Jhanisse V. Daza’s invective against Bolivia’s Evo Morales social-democratic government, which she regularly caricatures as an “authoritarian regime,” could hardly be cruder.

Say no more.

Barovsky
Barovsky
Sep 9, 2019 2:50 PM
Reply to  Barovsky

Whoops, I just realized that the Orinoco Tribune have republished the Grayzone piece.

Barovsky
Barovsky
Sep 9, 2019 3:06 PM
Reply to  Barovsky

I checked out the NACLA piece that Novara used as its source on the events and it’s clear that the Novara piece took it completely out of context! Here’s what the NACLA article says about the police use of violence against protestors:

In a Monday evening press conference, President Evo Morales lamented and repudiated the violence and abuses committed by police—while suggesting that the outcome could have been worse, had the marchers been permitted to confront the colonists. He denied ordering the police action and called for a full investigation by a high-level commission of human rights monitors, international organizations, and Bolivia’s independent Ombudsman.

Morales also announced that he would “suspend construction” of the controversial road through the TIPNIS park and indigenous territory, pending the outcome of a national debate and a referendum to be held in the Cochabamba and Beni departments.
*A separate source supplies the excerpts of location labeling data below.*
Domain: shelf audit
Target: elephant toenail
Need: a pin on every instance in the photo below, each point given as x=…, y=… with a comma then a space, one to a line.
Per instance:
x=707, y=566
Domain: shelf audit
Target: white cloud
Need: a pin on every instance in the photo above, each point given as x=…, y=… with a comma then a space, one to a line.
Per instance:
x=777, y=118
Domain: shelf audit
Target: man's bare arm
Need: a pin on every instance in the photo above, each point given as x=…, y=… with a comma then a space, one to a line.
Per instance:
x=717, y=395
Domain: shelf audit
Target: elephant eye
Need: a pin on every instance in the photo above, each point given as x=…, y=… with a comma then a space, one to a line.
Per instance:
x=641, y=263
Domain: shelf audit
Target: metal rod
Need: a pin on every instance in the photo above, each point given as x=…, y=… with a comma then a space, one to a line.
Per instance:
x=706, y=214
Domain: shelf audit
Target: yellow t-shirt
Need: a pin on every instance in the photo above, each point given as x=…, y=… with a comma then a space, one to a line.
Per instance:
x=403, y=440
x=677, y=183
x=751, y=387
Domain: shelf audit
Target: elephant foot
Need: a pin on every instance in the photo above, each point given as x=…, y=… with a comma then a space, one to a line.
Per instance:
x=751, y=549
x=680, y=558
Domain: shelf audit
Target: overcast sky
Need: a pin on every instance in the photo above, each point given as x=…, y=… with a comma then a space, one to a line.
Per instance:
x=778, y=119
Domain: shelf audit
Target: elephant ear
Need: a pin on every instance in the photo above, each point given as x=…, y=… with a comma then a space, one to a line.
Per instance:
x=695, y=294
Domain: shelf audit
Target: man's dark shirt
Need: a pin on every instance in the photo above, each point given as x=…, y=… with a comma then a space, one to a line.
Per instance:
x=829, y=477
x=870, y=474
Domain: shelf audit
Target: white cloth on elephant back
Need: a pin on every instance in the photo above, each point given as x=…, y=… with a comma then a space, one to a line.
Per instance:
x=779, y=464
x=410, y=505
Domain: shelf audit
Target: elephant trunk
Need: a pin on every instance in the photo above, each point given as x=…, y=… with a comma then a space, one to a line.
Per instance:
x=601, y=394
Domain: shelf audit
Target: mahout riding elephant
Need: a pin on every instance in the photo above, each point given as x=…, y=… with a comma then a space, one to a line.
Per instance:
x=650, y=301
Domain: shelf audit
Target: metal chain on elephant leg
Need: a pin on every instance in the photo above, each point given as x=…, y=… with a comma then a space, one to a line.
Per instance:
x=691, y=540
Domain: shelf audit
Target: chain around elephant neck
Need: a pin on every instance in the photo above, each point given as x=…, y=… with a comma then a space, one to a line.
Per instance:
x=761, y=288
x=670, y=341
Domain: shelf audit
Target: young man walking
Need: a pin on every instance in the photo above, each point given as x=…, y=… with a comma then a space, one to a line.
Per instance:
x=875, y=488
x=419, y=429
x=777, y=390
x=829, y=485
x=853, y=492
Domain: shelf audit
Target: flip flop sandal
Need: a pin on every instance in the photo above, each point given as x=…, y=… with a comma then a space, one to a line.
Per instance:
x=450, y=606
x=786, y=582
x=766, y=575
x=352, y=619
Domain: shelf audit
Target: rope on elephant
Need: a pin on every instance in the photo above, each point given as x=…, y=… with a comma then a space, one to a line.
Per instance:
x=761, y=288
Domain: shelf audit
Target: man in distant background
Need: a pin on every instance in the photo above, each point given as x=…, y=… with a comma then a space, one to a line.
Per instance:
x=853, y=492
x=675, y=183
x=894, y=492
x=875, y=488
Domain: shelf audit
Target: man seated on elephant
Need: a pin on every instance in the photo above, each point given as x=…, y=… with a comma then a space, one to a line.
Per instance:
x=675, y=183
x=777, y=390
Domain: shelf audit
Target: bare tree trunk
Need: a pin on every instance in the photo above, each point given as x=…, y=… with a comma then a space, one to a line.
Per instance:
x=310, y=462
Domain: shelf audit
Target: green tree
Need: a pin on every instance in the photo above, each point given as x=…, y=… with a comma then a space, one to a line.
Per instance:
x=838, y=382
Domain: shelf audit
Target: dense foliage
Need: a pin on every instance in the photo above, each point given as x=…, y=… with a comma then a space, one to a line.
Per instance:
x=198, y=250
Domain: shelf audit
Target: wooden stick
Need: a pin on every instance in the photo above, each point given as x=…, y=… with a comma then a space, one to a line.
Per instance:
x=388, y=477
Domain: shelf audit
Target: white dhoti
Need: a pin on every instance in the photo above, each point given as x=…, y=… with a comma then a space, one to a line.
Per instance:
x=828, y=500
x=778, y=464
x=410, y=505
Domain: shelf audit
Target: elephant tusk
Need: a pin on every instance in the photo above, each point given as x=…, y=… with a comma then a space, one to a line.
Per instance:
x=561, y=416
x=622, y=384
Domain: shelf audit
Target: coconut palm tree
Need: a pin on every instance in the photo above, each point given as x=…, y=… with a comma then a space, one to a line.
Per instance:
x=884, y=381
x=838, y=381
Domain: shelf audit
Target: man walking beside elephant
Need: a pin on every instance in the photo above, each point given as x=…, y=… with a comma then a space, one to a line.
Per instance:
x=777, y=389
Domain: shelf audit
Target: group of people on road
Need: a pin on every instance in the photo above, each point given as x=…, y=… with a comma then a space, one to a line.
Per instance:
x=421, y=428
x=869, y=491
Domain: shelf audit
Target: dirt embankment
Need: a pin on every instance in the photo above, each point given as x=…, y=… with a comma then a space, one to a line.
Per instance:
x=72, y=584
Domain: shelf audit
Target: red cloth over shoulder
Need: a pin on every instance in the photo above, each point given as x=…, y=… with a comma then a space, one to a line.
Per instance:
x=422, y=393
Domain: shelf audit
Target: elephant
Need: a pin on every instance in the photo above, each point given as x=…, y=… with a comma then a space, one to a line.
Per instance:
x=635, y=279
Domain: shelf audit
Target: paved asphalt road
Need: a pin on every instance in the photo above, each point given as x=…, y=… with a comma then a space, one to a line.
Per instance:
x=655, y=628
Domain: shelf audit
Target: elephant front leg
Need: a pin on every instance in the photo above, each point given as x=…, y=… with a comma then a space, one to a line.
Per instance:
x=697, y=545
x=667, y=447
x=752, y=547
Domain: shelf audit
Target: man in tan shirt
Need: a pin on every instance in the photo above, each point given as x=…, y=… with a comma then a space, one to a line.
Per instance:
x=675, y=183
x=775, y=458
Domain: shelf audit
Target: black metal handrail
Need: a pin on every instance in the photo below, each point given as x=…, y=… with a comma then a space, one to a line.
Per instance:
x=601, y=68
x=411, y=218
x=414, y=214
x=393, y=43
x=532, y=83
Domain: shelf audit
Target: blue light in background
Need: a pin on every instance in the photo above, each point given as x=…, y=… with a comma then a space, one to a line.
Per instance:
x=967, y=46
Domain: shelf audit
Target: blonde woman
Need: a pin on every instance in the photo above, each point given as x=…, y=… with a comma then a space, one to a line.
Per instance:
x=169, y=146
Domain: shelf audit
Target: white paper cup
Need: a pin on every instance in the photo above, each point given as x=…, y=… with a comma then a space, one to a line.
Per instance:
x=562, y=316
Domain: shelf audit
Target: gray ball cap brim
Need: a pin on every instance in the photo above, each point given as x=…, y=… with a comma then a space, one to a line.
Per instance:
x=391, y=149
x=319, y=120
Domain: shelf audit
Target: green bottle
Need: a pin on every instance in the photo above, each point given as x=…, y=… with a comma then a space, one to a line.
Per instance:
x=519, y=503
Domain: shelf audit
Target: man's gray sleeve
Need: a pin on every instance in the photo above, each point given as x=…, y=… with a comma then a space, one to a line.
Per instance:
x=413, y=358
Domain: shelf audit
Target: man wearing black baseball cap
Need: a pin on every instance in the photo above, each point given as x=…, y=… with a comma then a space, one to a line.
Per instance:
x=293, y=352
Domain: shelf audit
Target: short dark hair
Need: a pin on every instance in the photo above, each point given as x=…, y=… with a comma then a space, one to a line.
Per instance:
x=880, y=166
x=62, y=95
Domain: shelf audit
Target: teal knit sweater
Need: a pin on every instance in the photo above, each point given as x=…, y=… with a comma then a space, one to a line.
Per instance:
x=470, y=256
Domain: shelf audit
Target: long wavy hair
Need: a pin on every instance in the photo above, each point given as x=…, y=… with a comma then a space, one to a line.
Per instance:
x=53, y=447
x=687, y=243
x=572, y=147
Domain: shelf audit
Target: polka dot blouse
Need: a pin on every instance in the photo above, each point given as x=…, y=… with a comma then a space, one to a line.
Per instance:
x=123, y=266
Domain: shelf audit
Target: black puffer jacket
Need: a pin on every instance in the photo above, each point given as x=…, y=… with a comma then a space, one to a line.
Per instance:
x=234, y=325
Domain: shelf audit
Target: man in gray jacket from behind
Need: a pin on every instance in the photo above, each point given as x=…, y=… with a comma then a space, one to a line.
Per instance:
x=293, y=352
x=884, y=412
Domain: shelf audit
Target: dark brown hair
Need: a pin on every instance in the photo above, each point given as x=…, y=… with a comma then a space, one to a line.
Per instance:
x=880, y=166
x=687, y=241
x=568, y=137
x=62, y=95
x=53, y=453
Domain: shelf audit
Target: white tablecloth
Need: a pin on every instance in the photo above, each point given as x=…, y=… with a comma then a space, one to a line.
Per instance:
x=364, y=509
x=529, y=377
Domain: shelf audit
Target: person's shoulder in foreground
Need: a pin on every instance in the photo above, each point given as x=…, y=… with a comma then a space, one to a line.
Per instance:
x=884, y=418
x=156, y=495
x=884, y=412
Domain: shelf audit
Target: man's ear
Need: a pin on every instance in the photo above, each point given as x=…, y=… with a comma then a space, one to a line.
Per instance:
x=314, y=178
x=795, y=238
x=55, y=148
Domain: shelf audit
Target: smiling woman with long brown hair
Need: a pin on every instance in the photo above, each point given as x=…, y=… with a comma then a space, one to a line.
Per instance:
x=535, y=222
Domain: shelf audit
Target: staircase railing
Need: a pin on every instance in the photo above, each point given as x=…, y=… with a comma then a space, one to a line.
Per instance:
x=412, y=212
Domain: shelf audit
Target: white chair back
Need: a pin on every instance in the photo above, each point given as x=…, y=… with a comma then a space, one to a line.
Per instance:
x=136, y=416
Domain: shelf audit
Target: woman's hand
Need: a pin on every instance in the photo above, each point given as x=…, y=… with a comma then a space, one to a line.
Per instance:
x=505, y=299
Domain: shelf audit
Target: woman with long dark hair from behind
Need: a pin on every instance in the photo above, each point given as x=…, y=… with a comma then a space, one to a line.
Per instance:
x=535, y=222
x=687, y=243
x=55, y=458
He emphasized the road’s importance for Bolivia’s economic integration, its basis in past legal norms, and its support by 12 (out of 64) indigenous communities within the TIPNIS.

https://nacla.org/blog/2011/9/28/police-attack-tipnis-marchers-roils-bolivia

Capricornia Man
Capricornia Man
Sep 10, 2019 12:58 AM
Reply to  Barovsky

The BBC’s characterisation of Daza as an ‘environmental activist’ is on a par with its description of the hard-right neocon rump in the PLP as ‘moderates’.

Grafter
Grafter
Sep 9, 2019 2:42 PM

“Capitalism a cancer for mother earth”…………How true.